A series on vegetables in the kitchen as a main course or close to it!
As vegetables take the spotlight in the main course category, the one that I find to be most satisfying and interesting to present is the ever so white head of cauliflower. In all the years I have been cooking and eating cauliflower(one of my favorites as a kid) I have never thought to roast it whole... like one would roast a chicken or leg of lamb. It is so easy to cook this way and has a great presentation after it is roasted. The head becomes golden and crispy on the ends of the florets and roasts a nutty, sweet flavor throughout.
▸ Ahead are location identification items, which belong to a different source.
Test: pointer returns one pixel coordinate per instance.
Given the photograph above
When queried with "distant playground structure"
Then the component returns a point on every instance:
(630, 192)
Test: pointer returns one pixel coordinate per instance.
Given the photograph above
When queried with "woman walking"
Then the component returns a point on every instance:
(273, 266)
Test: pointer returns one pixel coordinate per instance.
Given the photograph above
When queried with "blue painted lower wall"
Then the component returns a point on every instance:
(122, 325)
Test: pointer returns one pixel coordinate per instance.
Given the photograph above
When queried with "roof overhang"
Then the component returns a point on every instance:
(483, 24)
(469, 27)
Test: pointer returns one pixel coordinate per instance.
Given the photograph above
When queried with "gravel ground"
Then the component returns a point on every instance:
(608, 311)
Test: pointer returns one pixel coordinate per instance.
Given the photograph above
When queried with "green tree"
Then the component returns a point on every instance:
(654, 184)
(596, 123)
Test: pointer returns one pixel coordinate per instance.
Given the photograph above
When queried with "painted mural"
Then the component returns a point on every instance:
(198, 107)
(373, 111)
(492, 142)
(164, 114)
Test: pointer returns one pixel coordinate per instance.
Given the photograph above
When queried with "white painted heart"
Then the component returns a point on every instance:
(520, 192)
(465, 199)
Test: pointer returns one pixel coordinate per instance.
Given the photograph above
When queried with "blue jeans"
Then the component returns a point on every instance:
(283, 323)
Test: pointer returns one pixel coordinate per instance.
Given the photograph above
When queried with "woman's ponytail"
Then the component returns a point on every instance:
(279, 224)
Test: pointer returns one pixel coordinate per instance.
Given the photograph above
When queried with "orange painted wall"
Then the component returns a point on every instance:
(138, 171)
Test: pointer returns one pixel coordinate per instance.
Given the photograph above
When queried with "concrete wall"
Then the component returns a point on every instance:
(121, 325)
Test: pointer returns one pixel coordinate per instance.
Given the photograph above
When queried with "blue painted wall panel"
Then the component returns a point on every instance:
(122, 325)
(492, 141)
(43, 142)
There are many ingredients you can roast the cauliflower with, but I chose to roast it in a cast-iron pan with the leaves still on and slices of lemons surrounding the head. The roasted lemons create a sauce for the cauliflower that is almost gravy like. It is truly delicious. If you are feeling any bit adventurous, add some capers to the pan and you have something along the lines of a cauliflower piccata. One pot cooking at it's finest!
Whole Roasted Cauliflower with Lemon and Capers
1 Large Head of Cauliflower, head slightly quartered. keeping core and leaves in tact
3 Tablespoons of Olive Oil
2-3 Lemons (Meyer or regular), Sliced into ½ inch slices
Sea Salt and Pepper
1-2 Pinches of chili flakes (optional)
3 Tablespoons of Capers
½ Cup of Parmesan Cheese, grated (optional)
Pre-heat the oven to 425 Degrees or Convection 375 Degrees
1. Place the cauliflower in a cast-iron pan. Cut the head halfway down into quarters so as to open the cauliflower up. Pull the leaves of the cauliflower down on the sides. Pour the olive oil all over the head and then sprinkle 2 large pinches of salt and pepper on top. Sprinkle the chili flakes on the cauliflower as well. Place the lemon slices around the vegetable and place it in the oven.
2. Roast the cauliflower in the oven for 30 minutes or until it is a deep golden brown. Remove the cauliflower and add in the capers and sprinkle the cheese on top.
3. Spoon any of the juices from the pan over the cauliflower. Serve the pieces with the lemon slices for extra juice.